Un peu sceptique, n’ayant pas un background d’enduriste pur ni de descendeur, je teste quand même pour voir la position -1°. Et là on se retrouve avec… 63,5° d’angle à l’avant. Comme sur certains vélos de DH ! Je laisse les bases courtes vu le côté sinueux des trails, et c’est une révélation. Le bike ne perd pas vraiment en maniabilité, mais pousse encore plus à attaquer, se montre encore plus à l’aise dans les quelques segments rapides et défoncés, et procure des sensations encore plus grisantes. En position bases longues/boîtier bas, il joue à fond la carte « gros vélo », ce qui aide à prendre de la vitesse dans le défoncé, sans trop pénaliser la maniabilité, mais nous avons trouvé que cette combinaison était un poil moins adaptée au contexte dans lequel nous avons testé le vélo.

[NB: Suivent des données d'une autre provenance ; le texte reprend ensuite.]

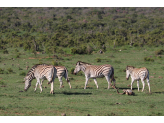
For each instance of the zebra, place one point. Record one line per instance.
(95, 71)
(61, 71)
(138, 74)
(40, 71)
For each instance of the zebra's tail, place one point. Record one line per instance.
(66, 75)
(147, 74)
(52, 75)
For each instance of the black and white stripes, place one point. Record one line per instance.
(95, 71)
(138, 74)
(40, 72)
(61, 71)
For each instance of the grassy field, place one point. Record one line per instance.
(77, 101)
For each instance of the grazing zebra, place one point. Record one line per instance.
(61, 71)
(40, 71)
(138, 74)
(95, 71)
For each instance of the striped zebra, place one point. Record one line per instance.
(95, 71)
(61, 71)
(40, 71)
(138, 74)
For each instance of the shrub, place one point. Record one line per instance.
(72, 70)
(16, 50)
(159, 52)
(116, 61)
(10, 70)
(1, 71)
(73, 50)
(80, 73)
(22, 74)
(98, 60)
(135, 45)
(148, 59)
(5, 51)
(17, 56)
(56, 63)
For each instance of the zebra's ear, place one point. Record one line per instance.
(127, 67)
(78, 63)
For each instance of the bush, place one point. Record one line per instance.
(17, 56)
(72, 70)
(98, 60)
(116, 61)
(148, 59)
(1, 71)
(82, 50)
(5, 51)
(16, 50)
(22, 74)
(159, 52)
(73, 50)
(10, 70)
(56, 63)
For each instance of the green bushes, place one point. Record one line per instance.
(98, 60)
(148, 59)
(56, 63)
(159, 52)
(82, 50)
(22, 74)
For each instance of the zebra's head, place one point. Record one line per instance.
(27, 83)
(128, 71)
(77, 68)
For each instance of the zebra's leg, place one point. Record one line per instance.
(132, 83)
(36, 86)
(40, 86)
(138, 84)
(108, 80)
(41, 82)
(143, 83)
(60, 80)
(86, 82)
(69, 84)
(148, 84)
(96, 83)
(52, 88)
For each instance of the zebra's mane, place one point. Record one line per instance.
(33, 68)
(130, 67)
(83, 63)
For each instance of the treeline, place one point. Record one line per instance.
(48, 29)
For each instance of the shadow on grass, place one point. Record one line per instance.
(162, 92)
(129, 88)
(74, 93)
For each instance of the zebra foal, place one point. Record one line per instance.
(40, 71)
(61, 71)
(95, 71)
(138, 74)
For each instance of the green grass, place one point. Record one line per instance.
(77, 101)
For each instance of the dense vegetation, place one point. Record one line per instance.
(48, 29)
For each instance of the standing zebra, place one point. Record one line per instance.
(138, 74)
(61, 71)
(40, 71)
(95, 71)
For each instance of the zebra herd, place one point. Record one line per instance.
(42, 71)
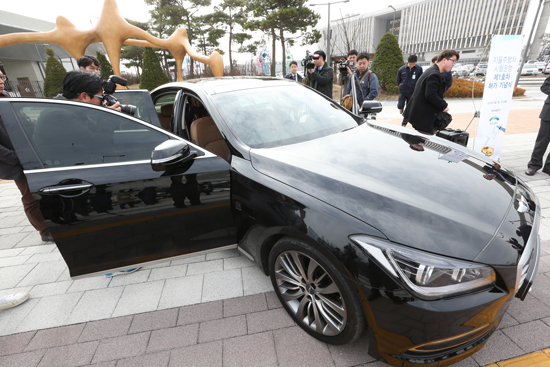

Pour en avoir le cœur net, je teste la position avec l’angle de fourche plus redressé, 65,5°, et je reste sur les bases longues pour me rapprocher de la géo du Levo 2. Là par contre, le vélo n’est pas vraiment plus à l’aise dans le sinueux, mais il est un peu plus délicat à manier, plus vif mais pas dans le bon sens du terme. Au bout d’une seule longue descente et d’un deuxième petit trail, mon choix est fait, je reviens aux bases courtes et à l’angle de 63,5° ! Attention : ne prenez pas cela comme une forme de « vérité absolue ». C’est simplement une indication que ce système de géométrie variable, très simple, permet de donner au Levo 3 plusieurs visages et de s’adapter au terrain, aux goûts et aux envies de plusieurs profils de pilote. Et ça c’est assez fort. D’autant que même s’il y a des combinaisons un peu moins adaptées à certains contextes, il n’y a pas vraiment moyen de faire d’erreurs et de se retrouver avec une « mauvaise » configuration.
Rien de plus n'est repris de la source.